The effect of lead (Pb) intoxication during pregnancy and lactation on the male reproductive system was studied to evaluate the alterations caused by Pb in the development of pups. The investigations covered the effect of lead on the course of spermatogenesis and the development of the epididymis and reproductive glands. For this purpose, dams were intoxicated with 300 mg/L Pb during the gestational period and through lactation. Pups were sacrificed on Postnatal (PN) Days 12 and 21. Blood lead (PbB) and plasma iron concentrations were measured, and blood cells counted. Biochemical studies as well as histochemical analyses were performed on testes and accessory glands of the reproductive system.

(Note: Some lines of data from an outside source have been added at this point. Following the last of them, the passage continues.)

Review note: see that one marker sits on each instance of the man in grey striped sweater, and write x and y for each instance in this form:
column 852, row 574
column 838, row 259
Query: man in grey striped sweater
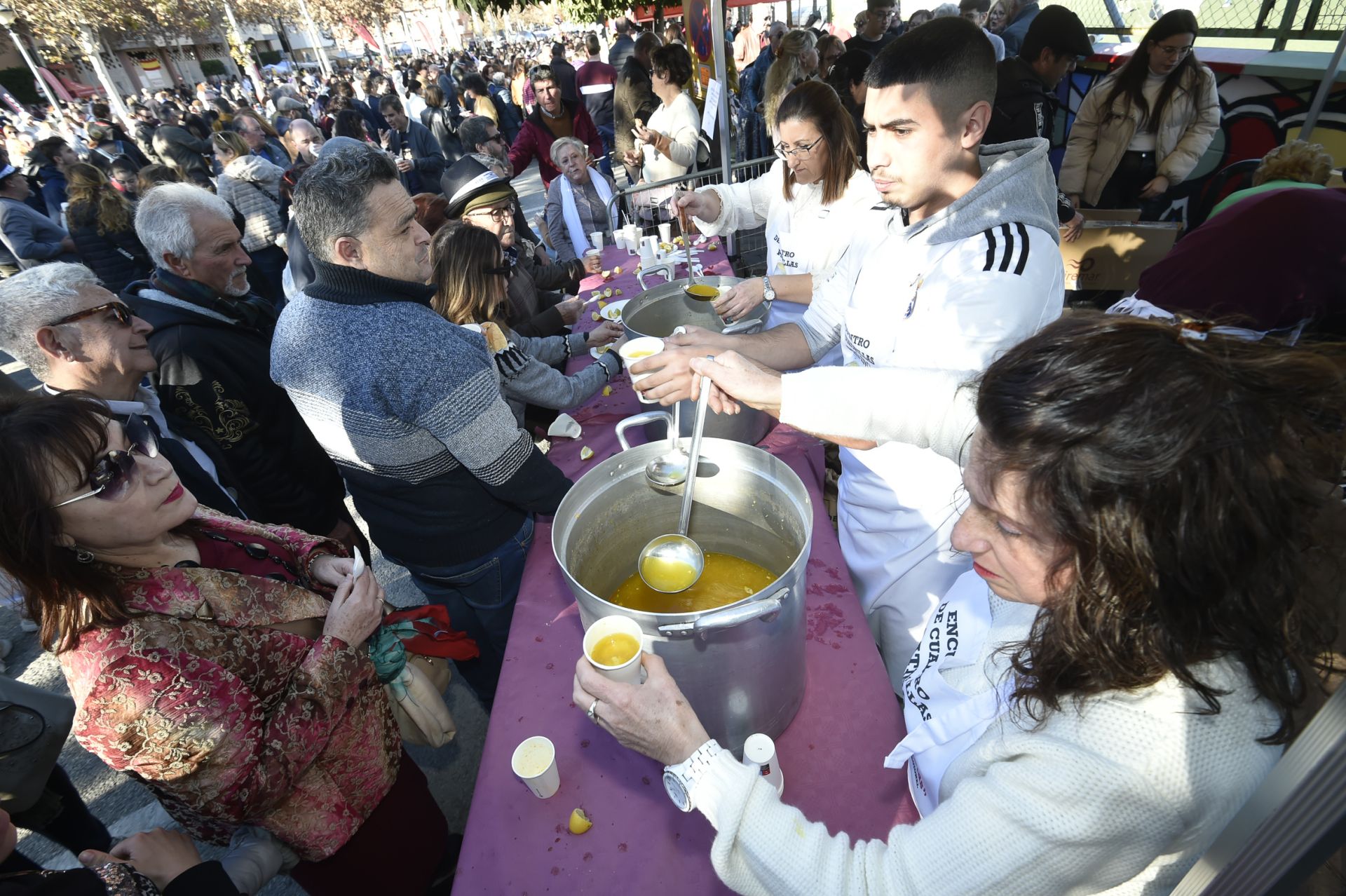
column 407, row 404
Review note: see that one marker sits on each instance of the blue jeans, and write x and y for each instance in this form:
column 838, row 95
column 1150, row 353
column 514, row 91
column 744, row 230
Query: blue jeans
column 480, row 597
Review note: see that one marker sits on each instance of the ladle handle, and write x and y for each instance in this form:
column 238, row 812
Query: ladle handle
column 695, row 455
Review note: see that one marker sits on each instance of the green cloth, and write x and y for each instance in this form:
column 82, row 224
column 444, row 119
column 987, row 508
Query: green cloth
column 1252, row 191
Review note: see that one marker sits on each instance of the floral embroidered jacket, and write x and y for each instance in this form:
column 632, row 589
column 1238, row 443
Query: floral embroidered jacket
column 232, row 723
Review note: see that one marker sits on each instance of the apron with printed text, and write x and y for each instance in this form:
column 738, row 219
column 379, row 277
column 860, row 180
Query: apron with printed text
column 941, row 720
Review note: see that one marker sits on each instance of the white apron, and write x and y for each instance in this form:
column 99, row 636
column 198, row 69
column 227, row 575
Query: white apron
column 941, row 720
column 788, row 253
column 897, row 503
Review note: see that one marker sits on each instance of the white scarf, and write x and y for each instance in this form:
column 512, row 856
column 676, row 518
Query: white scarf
column 579, row 238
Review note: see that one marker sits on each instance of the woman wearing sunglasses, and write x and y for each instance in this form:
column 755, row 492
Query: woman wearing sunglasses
column 221, row 663
column 807, row 201
column 471, row 279
column 1142, row 130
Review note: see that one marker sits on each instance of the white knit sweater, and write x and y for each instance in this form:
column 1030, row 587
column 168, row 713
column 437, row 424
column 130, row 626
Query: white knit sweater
column 1119, row 796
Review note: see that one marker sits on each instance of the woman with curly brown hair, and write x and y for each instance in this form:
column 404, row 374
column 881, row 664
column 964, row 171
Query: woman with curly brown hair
column 101, row 225
column 1094, row 702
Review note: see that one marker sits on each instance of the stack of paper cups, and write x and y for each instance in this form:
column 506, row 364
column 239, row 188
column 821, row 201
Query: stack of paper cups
column 759, row 755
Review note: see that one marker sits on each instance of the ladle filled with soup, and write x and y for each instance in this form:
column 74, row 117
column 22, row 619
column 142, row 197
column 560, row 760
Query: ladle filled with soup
column 726, row 581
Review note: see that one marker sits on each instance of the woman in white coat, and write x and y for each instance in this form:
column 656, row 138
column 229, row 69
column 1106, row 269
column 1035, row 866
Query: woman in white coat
column 1144, row 128
column 807, row 201
column 251, row 186
column 1122, row 669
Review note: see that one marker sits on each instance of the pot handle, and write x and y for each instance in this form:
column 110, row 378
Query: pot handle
column 639, row 420
column 730, row 618
column 745, row 326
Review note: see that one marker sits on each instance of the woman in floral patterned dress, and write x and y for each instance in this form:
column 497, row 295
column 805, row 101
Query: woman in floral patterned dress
column 219, row 661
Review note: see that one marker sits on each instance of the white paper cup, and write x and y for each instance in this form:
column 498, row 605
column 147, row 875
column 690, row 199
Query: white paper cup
column 630, row 670
column 535, row 763
column 645, row 346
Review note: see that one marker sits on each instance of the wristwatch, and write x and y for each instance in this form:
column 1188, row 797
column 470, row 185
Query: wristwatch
column 680, row 780
column 768, row 292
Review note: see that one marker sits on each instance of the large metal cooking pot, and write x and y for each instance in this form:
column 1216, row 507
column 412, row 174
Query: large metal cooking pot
column 660, row 310
column 740, row 665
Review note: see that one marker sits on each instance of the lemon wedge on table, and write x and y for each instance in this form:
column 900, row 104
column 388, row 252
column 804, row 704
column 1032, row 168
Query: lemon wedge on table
column 579, row 821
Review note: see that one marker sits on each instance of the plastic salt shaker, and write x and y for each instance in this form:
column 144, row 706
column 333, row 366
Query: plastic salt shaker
column 759, row 754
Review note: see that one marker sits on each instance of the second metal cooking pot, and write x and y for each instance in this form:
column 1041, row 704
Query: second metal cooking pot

Lead intoxication resulted in a decrease in testis and seminal vesicle weights and an increase in DNA and RNA levels on PN Day 21. Total protein was significantly decreased by the toxicant, and alkaline and acid phosphatase levels of the gonads were reduced. Effects were also reflected in the reduction of the thickness of epithelium and of seminiferous tubule diameter (STD) as a consequence of the action of lead in the reduction in numbers of prospermatogonia and spermatocytes. Results indicate that the reproductive system targets of lead intoxication are not only the testes; lead intoxication results in the inhibition of testicular, epididymal, and seminal vesicle function, altering the biochemical composition of these organs, and consequently, affecting the normal development of germinal cells.